A divisão da herança entre os filhos é igualitária (salvo se a pessoa que morrer privilegiar um deles no testamento, respeitado o limite de 50% do patrimônio total). Não existe mais diferenciação entre filhos concebidos dentro ou fora do casamento.
Também tem direito à herança o filho já concebido, que nasce depois que a pessoa morre. Se a gestação for interrompida ou o bebê nascer sem vida, não é levado em conta na divisão da herança.
É preciso lembrar que o dono dos bens pode fazer o testamento e deixar metade de seu patrimônio para quem quiser, mesmo que não sejam filhos.
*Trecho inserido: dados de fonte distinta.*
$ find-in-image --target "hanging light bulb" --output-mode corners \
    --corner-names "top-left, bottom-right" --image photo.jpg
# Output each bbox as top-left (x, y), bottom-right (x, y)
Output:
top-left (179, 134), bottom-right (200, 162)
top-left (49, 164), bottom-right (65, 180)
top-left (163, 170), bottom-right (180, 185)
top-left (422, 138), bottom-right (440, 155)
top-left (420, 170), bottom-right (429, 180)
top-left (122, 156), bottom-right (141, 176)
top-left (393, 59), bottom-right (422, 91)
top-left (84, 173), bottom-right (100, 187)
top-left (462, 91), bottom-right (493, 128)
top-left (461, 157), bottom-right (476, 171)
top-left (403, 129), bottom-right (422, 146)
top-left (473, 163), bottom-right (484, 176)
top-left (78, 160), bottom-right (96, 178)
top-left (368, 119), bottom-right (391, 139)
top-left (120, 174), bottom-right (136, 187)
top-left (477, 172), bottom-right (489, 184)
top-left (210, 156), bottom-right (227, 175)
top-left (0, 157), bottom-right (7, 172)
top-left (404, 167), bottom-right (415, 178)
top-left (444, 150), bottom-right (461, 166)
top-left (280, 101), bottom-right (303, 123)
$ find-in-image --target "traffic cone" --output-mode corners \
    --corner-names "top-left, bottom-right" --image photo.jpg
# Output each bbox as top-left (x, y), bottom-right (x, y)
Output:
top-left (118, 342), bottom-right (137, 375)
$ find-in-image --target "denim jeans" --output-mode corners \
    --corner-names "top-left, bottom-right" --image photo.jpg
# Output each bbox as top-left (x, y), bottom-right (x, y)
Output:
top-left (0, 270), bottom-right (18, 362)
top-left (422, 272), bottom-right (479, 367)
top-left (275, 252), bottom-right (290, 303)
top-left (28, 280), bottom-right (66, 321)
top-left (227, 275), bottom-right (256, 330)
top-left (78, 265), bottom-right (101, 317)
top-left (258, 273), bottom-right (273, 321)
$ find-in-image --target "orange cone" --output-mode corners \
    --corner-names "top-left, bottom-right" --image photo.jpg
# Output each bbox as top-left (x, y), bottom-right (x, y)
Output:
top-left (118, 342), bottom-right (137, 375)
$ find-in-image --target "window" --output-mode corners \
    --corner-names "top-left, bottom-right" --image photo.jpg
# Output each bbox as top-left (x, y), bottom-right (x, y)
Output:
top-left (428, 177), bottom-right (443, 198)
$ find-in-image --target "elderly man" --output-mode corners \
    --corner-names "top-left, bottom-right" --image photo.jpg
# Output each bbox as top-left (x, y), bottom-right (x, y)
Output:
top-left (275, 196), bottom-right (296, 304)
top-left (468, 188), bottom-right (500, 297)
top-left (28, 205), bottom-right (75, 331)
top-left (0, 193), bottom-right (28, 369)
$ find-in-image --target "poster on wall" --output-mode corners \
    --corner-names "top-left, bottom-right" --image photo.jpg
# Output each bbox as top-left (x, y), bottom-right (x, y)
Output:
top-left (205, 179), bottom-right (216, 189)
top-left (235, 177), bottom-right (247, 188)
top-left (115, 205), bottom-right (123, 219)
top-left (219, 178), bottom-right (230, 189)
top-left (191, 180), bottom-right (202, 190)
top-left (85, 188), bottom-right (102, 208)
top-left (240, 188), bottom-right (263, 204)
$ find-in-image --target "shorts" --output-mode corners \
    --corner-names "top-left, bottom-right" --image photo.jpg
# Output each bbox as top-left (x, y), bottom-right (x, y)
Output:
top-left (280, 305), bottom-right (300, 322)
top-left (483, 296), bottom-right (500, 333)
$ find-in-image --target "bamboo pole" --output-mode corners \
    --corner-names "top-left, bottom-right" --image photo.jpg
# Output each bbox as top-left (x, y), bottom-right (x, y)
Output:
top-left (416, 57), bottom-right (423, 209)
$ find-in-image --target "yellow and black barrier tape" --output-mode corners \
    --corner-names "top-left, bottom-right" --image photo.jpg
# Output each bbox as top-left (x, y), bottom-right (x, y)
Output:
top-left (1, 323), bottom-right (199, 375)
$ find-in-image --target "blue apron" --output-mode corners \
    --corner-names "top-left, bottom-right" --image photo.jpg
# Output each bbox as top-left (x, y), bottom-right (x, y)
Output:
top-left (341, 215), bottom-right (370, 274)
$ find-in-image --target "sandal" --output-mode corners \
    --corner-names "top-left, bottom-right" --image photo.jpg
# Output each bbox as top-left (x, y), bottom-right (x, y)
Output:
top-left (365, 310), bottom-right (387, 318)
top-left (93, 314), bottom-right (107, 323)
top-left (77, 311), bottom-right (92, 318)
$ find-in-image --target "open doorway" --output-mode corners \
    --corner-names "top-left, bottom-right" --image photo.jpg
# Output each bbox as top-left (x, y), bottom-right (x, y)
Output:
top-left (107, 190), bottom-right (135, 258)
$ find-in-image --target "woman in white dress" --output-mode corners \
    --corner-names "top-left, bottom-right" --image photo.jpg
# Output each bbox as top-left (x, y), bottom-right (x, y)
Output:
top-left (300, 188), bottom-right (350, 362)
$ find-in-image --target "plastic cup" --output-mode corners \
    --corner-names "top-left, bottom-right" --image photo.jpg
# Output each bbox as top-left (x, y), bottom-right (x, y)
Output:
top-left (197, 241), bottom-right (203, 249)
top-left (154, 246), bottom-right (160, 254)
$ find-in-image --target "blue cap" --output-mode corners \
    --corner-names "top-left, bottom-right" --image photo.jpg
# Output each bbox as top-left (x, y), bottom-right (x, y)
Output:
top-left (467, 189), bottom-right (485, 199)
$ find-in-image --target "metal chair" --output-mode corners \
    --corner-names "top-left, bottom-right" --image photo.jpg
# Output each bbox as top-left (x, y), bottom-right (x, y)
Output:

A prioridade dos filhos é para a parte que sobrar, se houver testamento.
8. Partilha dos bens aos netos, bisnetos, trinetos e tataranetos
Para outros descendentes diretos (netos, bisnetos, trinetos tataranetos), existe o direito de representação. Isso significa que eles podem ficar com a parte da herança que caberia a um filho da pessoa que deixou herança.
Esse direito de representação se estende sem limite entre descendentes diretos, como bisnetos, trinetos e tataranetos.
9. Partilha de bens aos pais
Os pais só têm direito à herança se a pessoa falecida não deixar descendentes (filhos, netos, bisnetos, trinetos e tataranetos). Eles têm que dividir parte do patrimônio com o cônjuge do falecido, independente do regime de bens que o casal mantinha.
10. Partilha de bens aos avós, bisavós, trisavós e tataravós
Só têm direito à herança se a pessoa que morreu não deixou:
- Descendentes diretos (filhos, netos, bisnetos, trinetos e tataranetos);
- Pais;
- Marido, esposa, companheiro ou companheira.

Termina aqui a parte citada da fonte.